This is the Third and final part of a series of three articles getting to the nub of Nvidia's graphics chip woes. The series is the result of months of research conducted by diligent INQhack Charlie Demerjian, despite an in-box stuffed full of abuse. Part One can be found here and Part Two is here.
SOURCES CLOSE to Dell say they knew about the problem a year ago, and HP is on record as being aware in November, so there has been about a year to characterise the problem, design a solution and test it. Multiple sources involved with package engineering tell us that this is not nearly enough time to do a proper test regime, much less long-term reliability studies.
This new package and materials set does not appear to have been nearly as carefully vetted as it should have been. It may work but, then again, it may not. If the lack of power distribution changes is accurate, we may very well be reading about Nvidia Defective Chipsgate II in a couple of years.
How widespread is the problem? We told you about G84 and G86s as well as G92 and G94s. From the materials side, it appears that all non-R and non-F lot numbered parts made on the 65nm and 55nm processes are defective. The flaw is a downright idiotic choice of multiple materials coupled with poor chip design and inadequate testing. It is a case of errors compounding errors. They are all defective.
If this is the case, why aren't we seeing more defective desktop parts? That one is easy... thermal stress. It has two components that lead to a bump fracturing, the amount of the stress, that is the hot cold temperature delta, and the number of times the part is powered up and down, that is the heat cycle. Glass cups in the oven would be the amount of stress, the bended fork would be the number of cycles.
If you remember back to the Nvidia 8-K where they announced that "...customer use patterns are contributing factors." By customer usage patterns, they are referring mainly to thermal cycles, but you could also credit them with meaning high temperatures while the GPU is being pushed hard in gaming and the like.
Desktop systems are usually turned on once a day or so. Some people leave them on for weeks at a time, others may turn then on and off a few times in a day. The average desktop probably has about one heat cycle a day.
Laptops on the other hand are woken up and put to sleep many times a day. If you take a typical student who wakes up, checks his email, goes to three classes takes notes, goes to a coffee shop for a bit, goes home, watches a video or two, then goes to sleep, it is not hard to make a case for 10 or more power cycles a day. Every wake up/sleep or hibernate cycle is a heat cycle, so dozens are not out of the question.
The more cycles you put on it, and the more severe they are, the quicker these defective parts will die.

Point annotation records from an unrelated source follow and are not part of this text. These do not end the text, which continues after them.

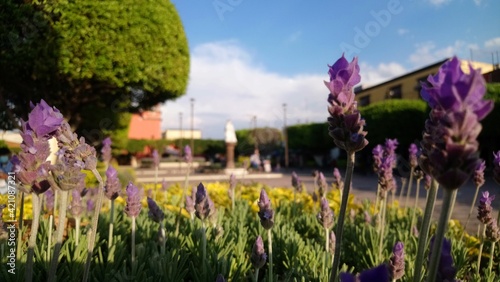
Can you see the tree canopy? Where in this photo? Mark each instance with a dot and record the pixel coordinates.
(90, 58)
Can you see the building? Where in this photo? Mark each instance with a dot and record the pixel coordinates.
(146, 125)
(174, 134)
(408, 86)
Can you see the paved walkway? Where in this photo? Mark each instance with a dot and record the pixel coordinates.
(364, 187)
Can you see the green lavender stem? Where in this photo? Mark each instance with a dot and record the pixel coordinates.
(446, 210)
(424, 231)
(340, 223)
(270, 247)
(35, 199)
(59, 236)
(93, 230)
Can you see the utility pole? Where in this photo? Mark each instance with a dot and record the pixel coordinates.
(285, 135)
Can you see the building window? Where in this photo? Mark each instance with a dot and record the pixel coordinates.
(364, 101)
(394, 93)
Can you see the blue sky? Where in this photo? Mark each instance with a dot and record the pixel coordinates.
(248, 57)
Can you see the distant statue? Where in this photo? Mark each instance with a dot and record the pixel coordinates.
(230, 134)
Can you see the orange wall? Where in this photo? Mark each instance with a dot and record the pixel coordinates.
(146, 125)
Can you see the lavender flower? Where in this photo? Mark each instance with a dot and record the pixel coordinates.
(325, 216)
(134, 195)
(338, 182)
(379, 274)
(113, 186)
(296, 183)
(258, 257)
(346, 125)
(397, 261)
(446, 269)
(188, 155)
(106, 149)
(479, 174)
(485, 209)
(496, 167)
(449, 145)
(156, 158)
(155, 212)
(413, 152)
(203, 205)
(266, 213)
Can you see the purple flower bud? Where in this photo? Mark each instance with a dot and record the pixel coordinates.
(106, 149)
(134, 195)
(44, 120)
(258, 257)
(484, 210)
(496, 167)
(188, 155)
(413, 152)
(266, 213)
(156, 158)
(338, 182)
(155, 212)
(346, 125)
(479, 174)
(397, 261)
(379, 273)
(113, 187)
(325, 216)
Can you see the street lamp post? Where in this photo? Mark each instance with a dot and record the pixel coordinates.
(192, 125)
(285, 135)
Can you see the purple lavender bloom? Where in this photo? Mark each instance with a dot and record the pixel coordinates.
(106, 149)
(379, 274)
(449, 145)
(346, 125)
(413, 152)
(496, 167)
(451, 90)
(156, 158)
(49, 200)
(155, 212)
(479, 174)
(446, 269)
(266, 213)
(203, 205)
(134, 195)
(397, 261)
(258, 257)
(113, 187)
(188, 155)
(485, 209)
(325, 216)
(338, 182)
(44, 120)
(296, 183)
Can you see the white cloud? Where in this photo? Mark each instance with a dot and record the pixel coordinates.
(403, 31)
(427, 53)
(492, 43)
(439, 3)
(371, 75)
(227, 83)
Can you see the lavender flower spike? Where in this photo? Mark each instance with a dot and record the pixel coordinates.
(265, 213)
(346, 125)
(397, 262)
(106, 149)
(325, 216)
(155, 212)
(113, 186)
(134, 195)
(496, 167)
(258, 257)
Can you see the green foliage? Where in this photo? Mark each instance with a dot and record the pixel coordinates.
(87, 56)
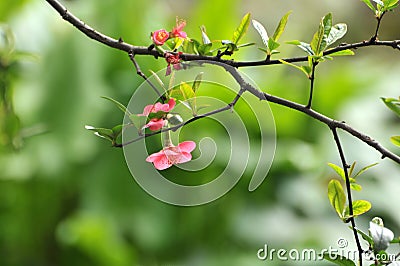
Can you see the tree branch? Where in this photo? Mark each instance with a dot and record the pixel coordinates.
(142, 50)
(312, 79)
(140, 73)
(314, 114)
(349, 197)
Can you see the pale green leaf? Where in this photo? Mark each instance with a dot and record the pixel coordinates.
(295, 66)
(393, 104)
(338, 259)
(319, 41)
(336, 32)
(336, 196)
(304, 46)
(197, 82)
(157, 78)
(272, 44)
(360, 207)
(369, 4)
(362, 170)
(204, 36)
(241, 29)
(118, 104)
(355, 187)
(395, 140)
(342, 53)
(281, 27)
(261, 31)
(338, 170)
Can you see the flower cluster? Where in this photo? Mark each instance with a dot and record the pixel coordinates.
(174, 60)
(171, 155)
(157, 122)
(159, 37)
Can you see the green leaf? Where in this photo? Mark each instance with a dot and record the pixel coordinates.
(118, 104)
(187, 91)
(351, 169)
(261, 31)
(337, 32)
(360, 207)
(393, 104)
(338, 259)
(105, 133)
(272, 44)
(369, 4)
(204, 49)
(159, 81)
(342, 53)
(178, 43)
(365, 236)
(390, 4)
(338, 170)
(138, 121)
(336, 196)
(364, 169)
(242, 29)
(395, 241)
(281, 27)
(304, 46)
(302, 68)
(204, 36)
(245, 44)
(320, 39)
(355, 187)
(395, 140)
(197, 82)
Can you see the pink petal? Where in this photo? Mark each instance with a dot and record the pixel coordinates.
(168, 72)
(183, 158)
(187, 146)
(162, 163)
(155, 156)
(155, 124)
(177, 66)
(171, 104)
(148, 109)
(182, 34)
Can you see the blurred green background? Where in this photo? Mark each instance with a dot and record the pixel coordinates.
(67, 197)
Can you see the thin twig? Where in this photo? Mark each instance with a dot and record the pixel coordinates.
(139, 50)
(348, 188)
(140, 73)
(375, 37)
(142, 50)
(312, 79)
(314, 114)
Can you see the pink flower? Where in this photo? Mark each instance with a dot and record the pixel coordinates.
(155, 124)
(159, 107)
(172, 155)
(160, 37)
(177, 30)
(174, 60)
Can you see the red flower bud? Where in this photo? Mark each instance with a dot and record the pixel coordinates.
(159, 37)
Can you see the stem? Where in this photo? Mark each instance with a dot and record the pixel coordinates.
(312, 78)
(375, 37)
(140, 73)
(349, 197)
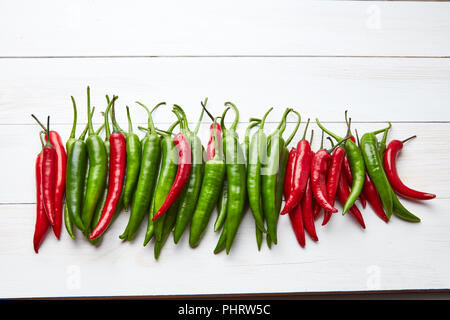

A good way to look at it is to assign the lifespan of each critical bump an amount of stress it can take before it cracks. Lets call this number 100AU for Arbitrary Units. If a power on cycle is worth 4 AU, and a hardcore gaming session with the CPU OCd to within 1MHz of it crashing is worth 15, you can figure out when it should die. Remember, these are hypothetical numbers... the theory is the point.
When Dell, HP and others announce a BIOS 'fix', the reason it is so humorous is that all they are doing is lowering the amount of thermal stress on the chips when the fan would not normally be on. When the fan is going full tilt without the 'fix', the new 'updated thermal profiles' won't make a difference. When the fans are normally off or on low, the profiles will essentially lessen the stress from a four to a three. It is just there to allow the laptop to live through the warranty period so the companies don't have to pay for the fix. After that, if the defective chips burn out, it isn't their problem. The 'fix' doesn't fix anything at all.
In the end, it comes down to Nvidia screwing up badly on package engineering and testing, then trying as best they can to bury the problem while passing the buck. It appears that every Nvidia 65nm and 55nm part with high lead bumps and/or low Tg underfill are defective, it is just a question of how defective they are, and when they will die.
As far as we are able to tell, contrary to Nvidia's vague statements blaming suppliers, there are no materials defects at work here. Every material they used lived up to the claimed specs, and every material they used would have done the job while kept within the advertised parameters. Nvidia's engineering failures put overdue stress on the parts, and several failures compounded to make two generations of defective parts. The suppliers and subcontractors did exactly what they were told, Nvidia just told them to do the wrong thing.
When it started talking about this, Nvidia failed crisis management 101, and the coverup shows it doesn't care about consumers, just its bottom line. NV is doing exactly the wrong thing for the wrong reasons, and the lawyers circling with class action paperwork in hand are going to eat them alive.
The last time you had such a huge batch of defective GPUs, the company that did it swore up and down – just like Nvidia – that there was no problem despite forums filled with evidence to the contrary.
A few weeks later, they turned around and admitted there was a problem, and took a $1.1 Billion charge, placating customers and fending off lawsuits.
You know that as the Xbox 360 Red Ring of Death.
I wonder why Nvidia can't be that smart? µ